Rząd nie ma wykazu prac szkodliwych

Związkowcy i pracodawcy krytykują przygotowany przez rząd projekt ustawy o emeryturach pomostowych, zarzucając mu brak zgodności z konstytucją.

Związkowcy i pracodawcy krytykują przygotowany przez rząd projekt ustawy o emeryturach pomostowych, zarzucając mu brak zgodności z konstytucją.

Zapowiadają, że jeśli ustawa zostanie uchwalona przez Sejm w obecnym kształcie, zaskarżą ją do Trybunału Konstytucyjnego. W przypadku nieuwzględnienia swoich postulatów związki zawodowe zapowiadają strajki w całym kraju.

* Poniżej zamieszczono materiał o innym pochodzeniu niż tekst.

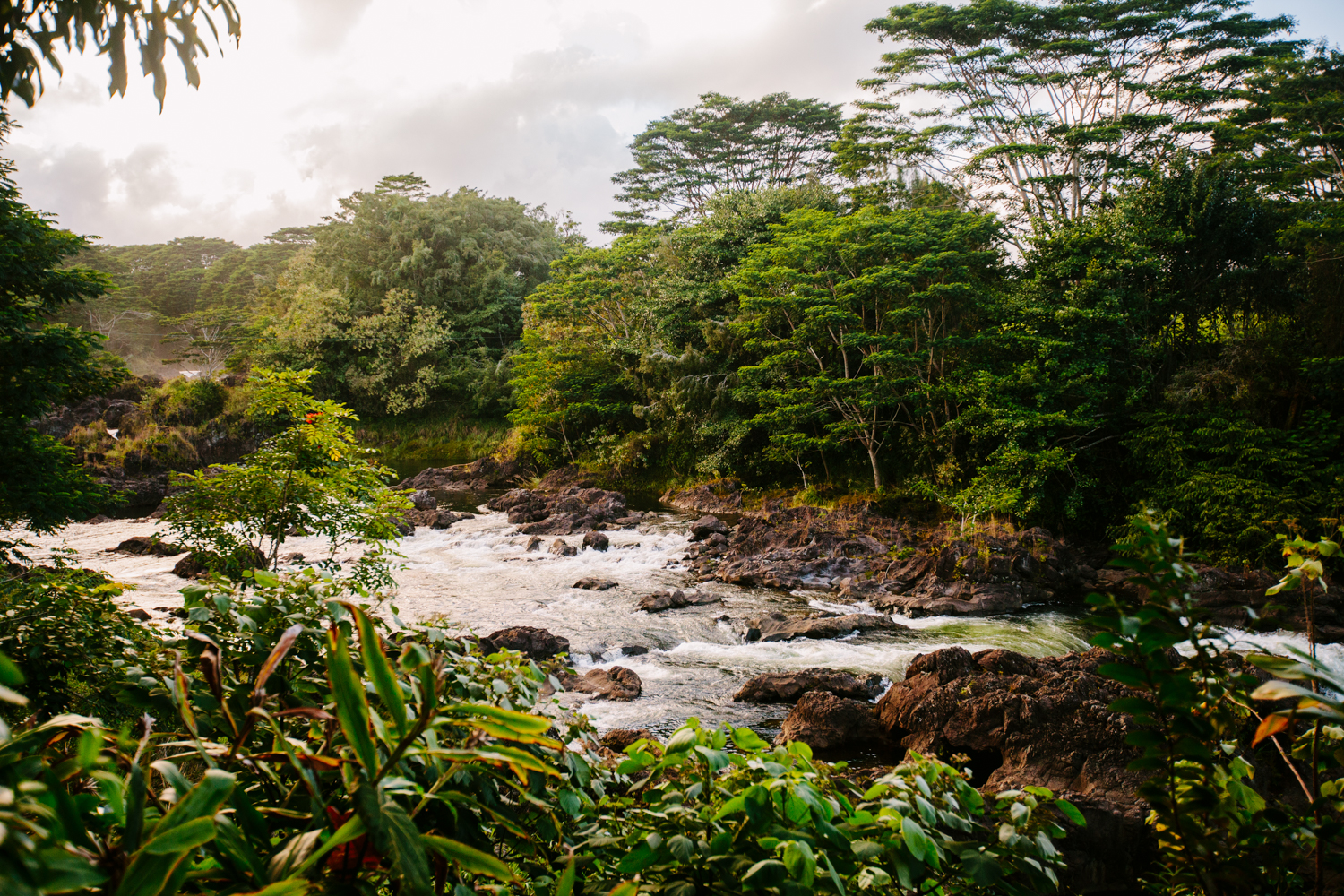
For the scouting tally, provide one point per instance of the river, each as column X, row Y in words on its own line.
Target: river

Najwięcej emocji wywołuje fakt, że rząd nie przedstawił jeszcze wykazu prac uprawniających do emerytur pomostowych, czyli do wcześniejszego zakończenia aktywności zawodowej. Według Romualda Polińskiego, wiceministra pracy i polityki społecznej, wykaz taki, podobnie jak w 1983 roku, zostanie wydany w formie rozporządzenia Rady Ministrów.

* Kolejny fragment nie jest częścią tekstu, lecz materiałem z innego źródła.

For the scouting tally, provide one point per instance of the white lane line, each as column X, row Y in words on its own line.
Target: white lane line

- Stare rozporządzenie zostało przygotowane w czasach obowiązywania konstytucji z 1952 roku. Obecnie obowiązuje ustawa zasadnicza z 1997 roku. Zgodnie z art. 67 ust. 1 zakres i forma zabezpieczenia powinny być określone w ustawie - wyjaśnia Krzysztof Pater, były minister polityki społecznej.

Podobnie uważają związki zawodowe, które także zwracają uwagę na niekonstytucyjność takiego rozwiązania. Według Zbigniewa Kruszyńskiego, członka prezydium NSZZ Solidarność, wykaz powinien być ustalony w czasie negocjacji.

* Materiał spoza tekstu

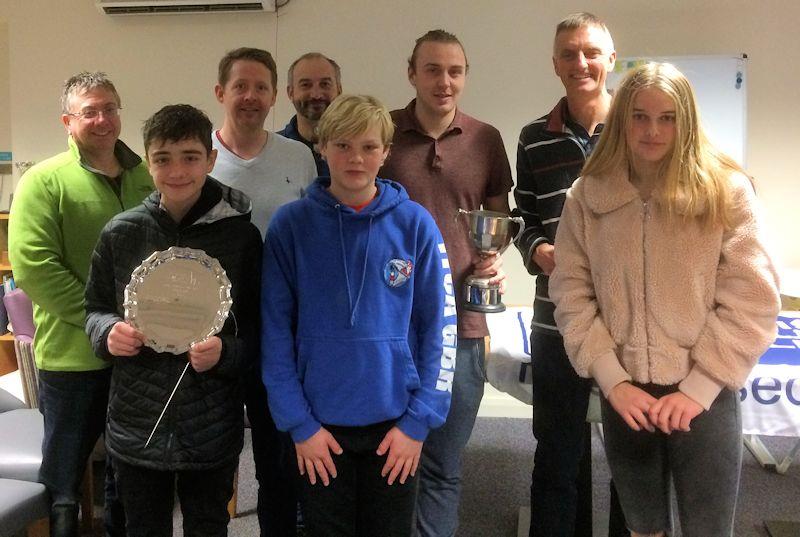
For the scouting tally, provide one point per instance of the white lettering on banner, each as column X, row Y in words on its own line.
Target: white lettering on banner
column 769, row 390
column 449, row 332
column 771, row 401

- Podstawą do dalszych rozmów powinien być ostatni wykaz prac w szczególnych warunkach lub w szczególnym charakterze przygotowany przez zespół ekspertów medycyny pracy - dodaje Zbigniew Kruszyński.

- Naszym zdaniem, nie jest możliwe, aby o przyznaniu dużej grupie obywateli szczególnych uprawnień emerytalnych, które mają istotny wpływ na stan finansów publicznych, przez wiele lat decydował samodzielnie rząd - dodaje Wiesława Taranowska, wiceprzewodnicząca Ogólnopolskiego Porozumienia Związków Zawodowych.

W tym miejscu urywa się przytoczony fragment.